Should, or rather when, England does change its definition of “fully vaccinated” to include three jabs, international travelers looking to visit the country will likely find they too need a booster shot to enter.

Some Countries Are Putting Expiration Dates On Proof Of Vaccination

International travelers may also find they need to get a Covid-19 booster shot simply because a number of countries are beginning to put expiration dates on the vaccine. Austria, Croatia, Switzerland, and Vietnam have already announced one-year expiration dates for Covid-19 vaccine cards or certificates, meaning any traveler who received their vaccine more than a year ago will need to re-up with a booster, Forbes has reported. In Israel, lawmakers have shortened the period of time the country’s Covid Green Pass, which is required for anyone looking to enter indoor venues, is considered valid. According to Forbes, the pass is now valid for just six months after the last dose of a two-dose vaccine was administered, effectively making boosters mandatory for anyone who wishes to dine in a restaurant, bar, or cafe.

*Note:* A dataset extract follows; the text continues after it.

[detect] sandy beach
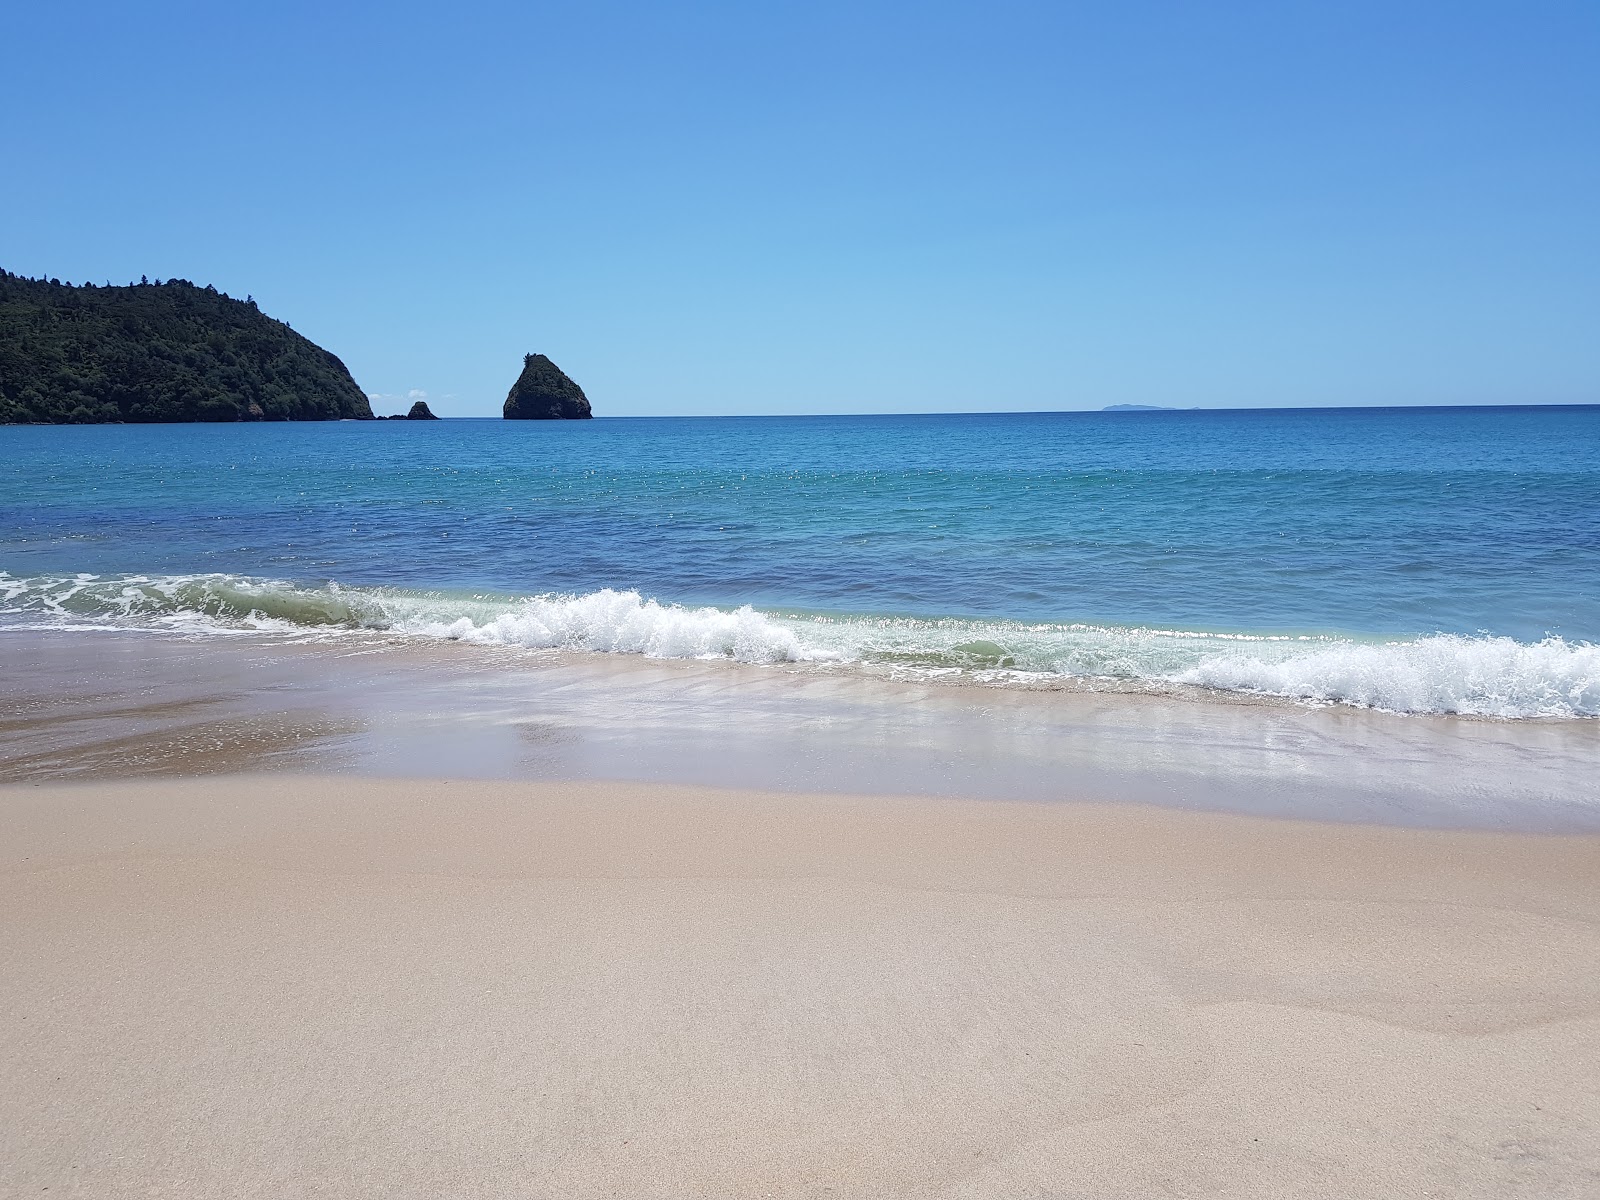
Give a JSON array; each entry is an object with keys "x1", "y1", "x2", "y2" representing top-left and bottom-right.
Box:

What About Travel Within The United States?

While the CDC has urged domestic travelers to delay travel until they are fully vaccinated, U.S. airlines do not currently require passengers to show proof of vaccination when purchasing a ticket or boarding. That could change, however, if the federal government moved to make Covid-19 vaccines requirement for domestic flights.

Earlier this month, some three dozen lawmakers sent President Joe Biden a letter urging him to issue a requirement mandating passengers show proof of vaccination or a negative test in order to board domestic flights. “This is a necessary and long overdue step toward ensuring all Americans feel safe and confident while traveling and [toward reducing] the chances of yet another devastating winter surge [of Covid-19 cases],” the letter read. “It is in the best interest of our nation’s public health to adopt these vaccination requirements for U.S. air travel.”